By Narvin D. Chay
UCF Forum columnist
My parents were both born in Cambodia; my father in 1965 and my mother in 1968. They spent their younger years there, but when a communist regime called the Khmer Rouge violently attempted to take control of the country between 1975 and 1979, my parents made their way out of Cambodia, escaping what went on to be known as “The Killing Fields.” Eventually, they immigrated to the United States.
In elementary school, I never liked the idea of being different from my classmates. I was the only person of color in my school, but I did my best just to fit in. I almost resented my ethnic background; I didn’t care to learn about it and I really just wanted to be like the other kids in school. I specifically remember having a tough time understanding why my parents always hated when I would complain so much.
Now, at the age of 20, I am ashamed of my younger self for being so ignorant. After listening to my parents’ experiences and all they have endured, my perspective has changed so much. I would complain about what was for dinner, although when they were younger they went days without food, literally dodging bullets just to live to see another day. They looked death straight in the eyes regularly as kids — making it out alive really was nothing short of a miracle.

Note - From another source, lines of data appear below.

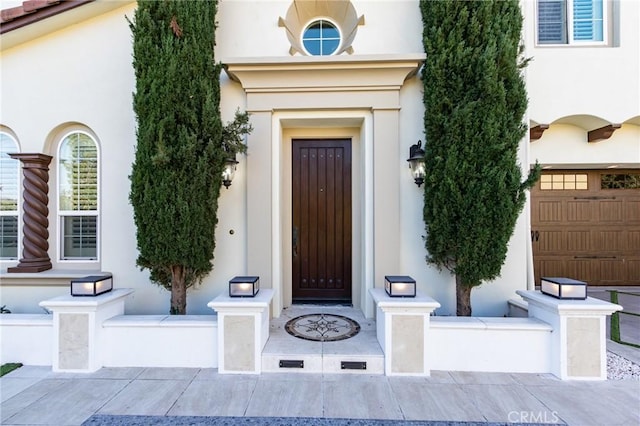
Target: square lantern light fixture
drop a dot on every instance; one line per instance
(564, 288)
(416, 163)
(91, 286)
(229, 171)
(244, 286)
(400, 286)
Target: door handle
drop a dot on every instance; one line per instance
(295, 241)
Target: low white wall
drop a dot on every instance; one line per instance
(26, 338)
(513, 345)
(161, 341)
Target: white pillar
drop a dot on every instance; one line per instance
(77, 329)
(578, 340)
(243, 330)
(402, 326)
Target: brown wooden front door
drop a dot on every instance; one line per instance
(321, 199)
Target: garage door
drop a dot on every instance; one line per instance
(586, 225)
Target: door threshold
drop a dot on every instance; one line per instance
(322, 302)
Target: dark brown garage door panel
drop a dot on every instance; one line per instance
(591, 234)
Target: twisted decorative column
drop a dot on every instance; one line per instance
(35, 212)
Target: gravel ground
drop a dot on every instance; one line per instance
(619, 368)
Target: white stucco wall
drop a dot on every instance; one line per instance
(83, 74)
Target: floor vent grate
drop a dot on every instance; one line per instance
(291, 363)
(353, 365)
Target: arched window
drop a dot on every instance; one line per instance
(321, 38)
(9, 196)
(78, 197)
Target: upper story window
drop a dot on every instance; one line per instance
(572, 21)
(9, 193)
(78, 197)
(321, 38)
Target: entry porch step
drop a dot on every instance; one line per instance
(359, 354)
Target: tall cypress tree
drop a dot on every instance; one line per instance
(475, 100)
(176, 176)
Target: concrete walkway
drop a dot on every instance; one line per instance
(36, 396)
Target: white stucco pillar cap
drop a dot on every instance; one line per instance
(588, 307)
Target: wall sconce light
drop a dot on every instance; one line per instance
(244, 286)
(564, 288)
(400, 286)
(93, 285)
(229, 171)
(416, 163)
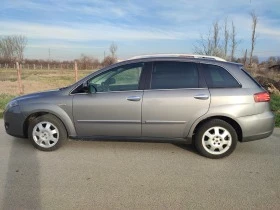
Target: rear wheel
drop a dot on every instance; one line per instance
(47, 132)
(215, 139)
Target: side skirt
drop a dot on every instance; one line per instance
(131, 139)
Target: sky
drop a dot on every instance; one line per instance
(68, 28)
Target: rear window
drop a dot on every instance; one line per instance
(249, 75)
(218, 77)
(174, 75)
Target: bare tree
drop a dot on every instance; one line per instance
(20, 43)
(211, 44)
(7, 48)
(226, 37)
(216, 36)
(113, 49)
(253, 39)
(12, 47)
(233, 41)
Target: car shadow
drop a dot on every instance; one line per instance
(188, 147)
(22, 186)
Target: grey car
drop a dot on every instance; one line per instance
(205, 101)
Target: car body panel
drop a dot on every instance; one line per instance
(108, 113)
(160, 113)
(171, 112)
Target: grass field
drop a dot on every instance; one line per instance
(39, 80)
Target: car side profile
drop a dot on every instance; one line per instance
(202, 100)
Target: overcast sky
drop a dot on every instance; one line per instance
(71, 27)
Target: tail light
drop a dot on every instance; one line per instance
(262, 97)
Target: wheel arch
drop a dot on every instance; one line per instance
(227, 119)
(63, 117)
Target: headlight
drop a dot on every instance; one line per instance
(11, 104)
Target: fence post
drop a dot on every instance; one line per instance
(76, 71)
(19, 79)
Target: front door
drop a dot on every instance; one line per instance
(174, 101)
(115, 108)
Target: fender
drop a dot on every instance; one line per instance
(232, 111)
(52, 109)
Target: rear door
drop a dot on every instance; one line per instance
(174, 100)
(115, 108)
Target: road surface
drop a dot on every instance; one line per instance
(133, 175)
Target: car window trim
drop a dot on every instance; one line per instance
(202, 71)
(149, 78)
(104, 71)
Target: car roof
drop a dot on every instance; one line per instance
(178, 56)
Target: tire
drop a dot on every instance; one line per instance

In my teenage years, however, I learned the most about the cultural differences of an Asian country such as Cambodia and the United States. My mother, who now works in the health field, would often push me to also join the field and become a doctor. I didn’t completely fancy the idea, but I went with it for a while. I thought about the background my parents had, and their idea of the American dream: Get a stable job, make good money, have beautiful children, and someday send them to a nice college so they can do the same.
I wanted to live a life that was comfortable, but deep down I had a hunger for an extravagant life with an impact lasting for generations. For a while, that sounded good enough for me. I just wanted to make my parents’ hard work pay off.
As time went on, though, my experiences in American society led my heart down a different path. I wanted more; more than just a stable job and a family. Reaching for the stars wasn’t the most common philosophy in a traditional Asian household, but I couldn’t help it. My American dream was different than my parents’, or so I thought.
A few months ago, I had a conversation with my father, who is an architect, about this. I asked “Why aren’t there any famous Cambodian actors? Or athletes? Or big-time business owners?”
He told me, “It’s because for the past few decades, our people have been focused on surviving. What happens next is up to you.”
My jaw dropped. He was right. It wasn’t that my parents didn’t want me to dream. They just wanted to make sure I didn’t have to worry about the stuff they did when they started off in this country. I think after what they’ve gone through, they have the right to think this way. We both want to gain massive success in this country, they just had a different definition of success than me.
Ever since, I began to realize that our American dream wasn’t so different after all, we just had different beginnings. I think a lot of second-generation Americans like myself have needed to hear that, but there hasn’t always been a voice to tell us. It is up to us to become that voice, to make sure that immigrants and their children understand that they are not alone in the journey to success in America.
As second-generation Americans, we need to embrace our history rather than try to ignore it in an attempt to become “more American.” To me, being American isn’t about where you’re from or what you look like, but to always have the desire to grow and live better lives every single day. Those of us whose families are just getting settled in this country may not have the most representation in pop culture or in the daily media, however I see this as another reason to work even harder to change that.
A lot of us aren’t told very often that we can be whatever we want to be. The lack of unreserved support can add up over time, eventually becoming your reality. Let this be your message to never let that happen. Our parents may have different dreams than us, but the one thing we will always share with them is the desire for a better life. Like my father said, where our people end up in the future is now in our hands.
And those whose families have lived in America for much longer than I have, please be aware of my story and the stories of millions of other immigrant families. Help them grow and help them realize their own dreams.